Harbi Müslümanlar
Efendim malumunuz 28 Haziran tarihinden itibaren bir ay boyunca ramazanı idrak etmeye gayret edeceğiz.
Üst düzey dini birikimim olmasa da kendi meşrebimizce kulluk görevimizi yerine getirmeye gayret ediyoruz.
Başlık ve girizgah bölümü sizleri korkutmasın, zira bir vaaz yazısı paylaşmak arzusu içinde değilim.
İşin uzmanları zaten bu ay münasebetiyle bunu zaten gerçekleştireceklerdir.
Benim dile getirmek istediğim mevzuu ise çok başka bir açılımdan ibaret…
Sosyal medya hepimizin ortak olmazsa olmazlarından birisi haline geldi.
Bir hayli farkındayız bunun.
Ele geçirdiğimiz her boş fırsatta sosyal medyadaki gelişmeleri yakından takip ederek, kimi zaman da katkı sağlayarak, sanal alemin bir parçası olmak için çaba sarf ediyoruz.
Hatta ve hatta ‘beğen’ butonu bizler için bir mahşer sınavı gibi.
Ya yazdığımız cümle insanlardan kabul görmezse, ya da paylaştığımız bir doküman diğer arkadaşlarımızdan geçer not almazsa, günümüz nasıl kararıyor değil mi?
İnternet bulunmayan ortamlarda adeta nefessiz yaşama hissi oluşmuyor mu sizde?
Tuvalet yeri arar gibi bir mekandaki önceliğiniz wi-fi(kablosuz internet) değil mi?
Değilse, zaten yazının bundan sonraki kısmı size çok bir şey ifade etmeyebilir…
Sevgili dostlar, paylaşımlar konusunda elimden geldiğince ben de katkı koymaya gayret ediyorum.

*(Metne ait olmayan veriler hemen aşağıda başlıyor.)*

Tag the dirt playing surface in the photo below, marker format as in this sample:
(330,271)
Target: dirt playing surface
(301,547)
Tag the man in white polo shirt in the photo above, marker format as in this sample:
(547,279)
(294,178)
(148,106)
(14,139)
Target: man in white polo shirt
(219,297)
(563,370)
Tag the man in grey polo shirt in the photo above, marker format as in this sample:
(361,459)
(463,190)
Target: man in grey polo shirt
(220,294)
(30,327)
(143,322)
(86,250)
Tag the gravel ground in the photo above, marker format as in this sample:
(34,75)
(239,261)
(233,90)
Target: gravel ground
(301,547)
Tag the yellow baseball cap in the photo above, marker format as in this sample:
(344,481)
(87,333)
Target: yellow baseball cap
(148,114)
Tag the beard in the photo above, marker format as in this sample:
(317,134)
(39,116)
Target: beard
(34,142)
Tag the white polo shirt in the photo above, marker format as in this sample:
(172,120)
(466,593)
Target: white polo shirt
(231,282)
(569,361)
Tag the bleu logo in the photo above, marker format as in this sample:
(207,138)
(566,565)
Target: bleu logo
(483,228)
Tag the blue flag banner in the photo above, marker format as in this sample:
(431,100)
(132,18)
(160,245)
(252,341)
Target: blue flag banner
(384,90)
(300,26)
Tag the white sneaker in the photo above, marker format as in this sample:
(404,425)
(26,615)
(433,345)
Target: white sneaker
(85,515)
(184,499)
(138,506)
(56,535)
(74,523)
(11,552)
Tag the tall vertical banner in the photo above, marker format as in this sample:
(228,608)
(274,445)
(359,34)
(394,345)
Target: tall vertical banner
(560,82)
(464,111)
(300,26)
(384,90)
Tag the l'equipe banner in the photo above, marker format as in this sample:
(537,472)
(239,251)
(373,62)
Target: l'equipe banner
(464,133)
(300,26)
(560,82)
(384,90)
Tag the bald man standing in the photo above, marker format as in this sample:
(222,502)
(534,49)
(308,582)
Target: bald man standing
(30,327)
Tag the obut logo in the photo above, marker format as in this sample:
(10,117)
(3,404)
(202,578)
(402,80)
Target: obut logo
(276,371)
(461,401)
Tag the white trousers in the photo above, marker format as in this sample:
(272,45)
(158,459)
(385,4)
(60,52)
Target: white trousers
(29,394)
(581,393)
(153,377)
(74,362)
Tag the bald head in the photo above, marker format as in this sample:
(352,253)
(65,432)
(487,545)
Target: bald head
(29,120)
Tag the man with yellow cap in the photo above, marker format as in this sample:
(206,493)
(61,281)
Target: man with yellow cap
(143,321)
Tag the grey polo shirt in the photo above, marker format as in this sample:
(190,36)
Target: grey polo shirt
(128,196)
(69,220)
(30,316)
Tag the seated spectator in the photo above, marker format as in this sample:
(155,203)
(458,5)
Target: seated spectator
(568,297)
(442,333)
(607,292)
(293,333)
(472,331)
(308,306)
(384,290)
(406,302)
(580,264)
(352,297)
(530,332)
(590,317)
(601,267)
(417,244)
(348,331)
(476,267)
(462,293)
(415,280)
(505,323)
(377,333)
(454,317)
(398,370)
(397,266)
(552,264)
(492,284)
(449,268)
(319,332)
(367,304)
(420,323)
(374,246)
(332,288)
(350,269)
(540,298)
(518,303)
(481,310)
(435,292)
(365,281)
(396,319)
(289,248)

Ağırlıklı olarak iyi bir izleyiciyim aslında…
Gözlemlerim arasında bana en çok samimiyetsiz gelen gün kusura bakmasınlar, ama cuma günleri ve ramazan ayı oluyor.
Özellikle Facebook, Cuma günleri ayrı bir uhrevi yapıya bürünüyor.
Ramazan ayı, sosyal medya duvarları mahyalarla kaplanıyor.
Maniler, dini sözler havalarda uçuşuyor. Sanırsınız bu paylaşımları yapanların alnı secdeden kalkmıyor.